Seasonality is a feature of a time series in which the data undergoes regular and predictable changes that recur every calendar year. For instance, gas consumption in the US rises during the winter and falls during the summer.

Seasonal effects are observed within a calendar year, e.g., spikes in sales over Christmas, while cyclical effects span time periods shorter or longer than one calendar year, e.g., spikes in sales due to low unemployment rates.

Modeling Seasonal Time Series

Regression on seasonal dummies is an essential method of modeling seasonality. Assuming that there are s seasons in a year. Then the pure annual dummy model is:

$$ \begin{align*} \text Y_{\text t} & =\beta_0+\gamma_1 {\text D}_{1{\text t}}\gamma_2 \text D_{2 \text t}+⋯+\gamma_{\text s-1} {\text D}_{{\text s-1 \text t}}+\epsilon_{\text t} \\ &=\beta_0+\sum_{\text j=1}^{\text s-1} {\gamma_{\text j} \text D_{\text {jt}} } +\epsilon_{\text t} \\ \end{align*} $$

\(\text D_{\text {jt}}\) is defined as:

$$ \text D_{\text {jt}}=\begin{cases} 1, \text{t mod s}=j \\ 0, \text{t mod s}\neq j \end{cases} $$

\(\gamma_{\text j}\) measures the amount of difference of the mean at period j and s.

Note X mod Y is the remainder of the X/Y.For instance, 9 mod 4=1.

The mean of the first period of the seasonality is:

$$ \text E[\text Y_1 ]=\beta_0+\gamma_1 $$

And the mean of period 2 is:

$$ \text E[\text Y_2 ]=\beta_0+\gamma_2 $$

Since period s, all dummy variables are zero, then the mean of the seasonality at time s is:

$$ \text E[\text Y_{\text s} ]=\beta_0 $$

The parameters of seasonality are estimated using the OLS estimators by regressing \(\text Y_{\text t}\) on constant and s-1 dummy variables.

Combination of Stationary and Non-Stationary Time Series

Time trends and seasonalities can be insufficient in explaining economic time series and since their residuals might not be white noise. In the case that the non-stationary time series appears to be stationary, but the residuals are not white noise, we can add stationary time series components (such as AR and MA) to reflect the components of the non-stationary time series.

Consider the following linear time trend.
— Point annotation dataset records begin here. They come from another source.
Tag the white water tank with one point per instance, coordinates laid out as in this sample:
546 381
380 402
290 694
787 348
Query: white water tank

$$ \text Y_{\text t}=\beta_0+\beta_1 {\text t}+\epsilon_{\text t} $$

If the residuals are not white noise but the time series appears to be stationary, we can include an AR term to make the model’s residuals white noise:

$$ \text Y_{\text t}=\beta_0+\beta_1 {\text t}+\delta_1 \text Y_{\text t-1}+\epsilon_{\text t} $$

We can also add the seasonal component (if it exists):

$$ \text Y_{\text t}=\beta_0+\beta_1 {\text t}+\sum_{\text j=1}^{\text s-1} \gamma_{\text j} \text D_{\text {jt}}+\delta_1 \text Y_{\text t-1}+\epsilon_{\text t} $$

Note that the AR component reflects the cyclicity of the time series, \(\gamma_{\text j} \) measures the shifts of the mean from the trend growth, i.e \(\beta_1 {\text t}\). However, combinations of the time series do not always lead to a model with the required dynamics. For instance, the Ljung-Box statistics may suggest rejection of the null hypothesis.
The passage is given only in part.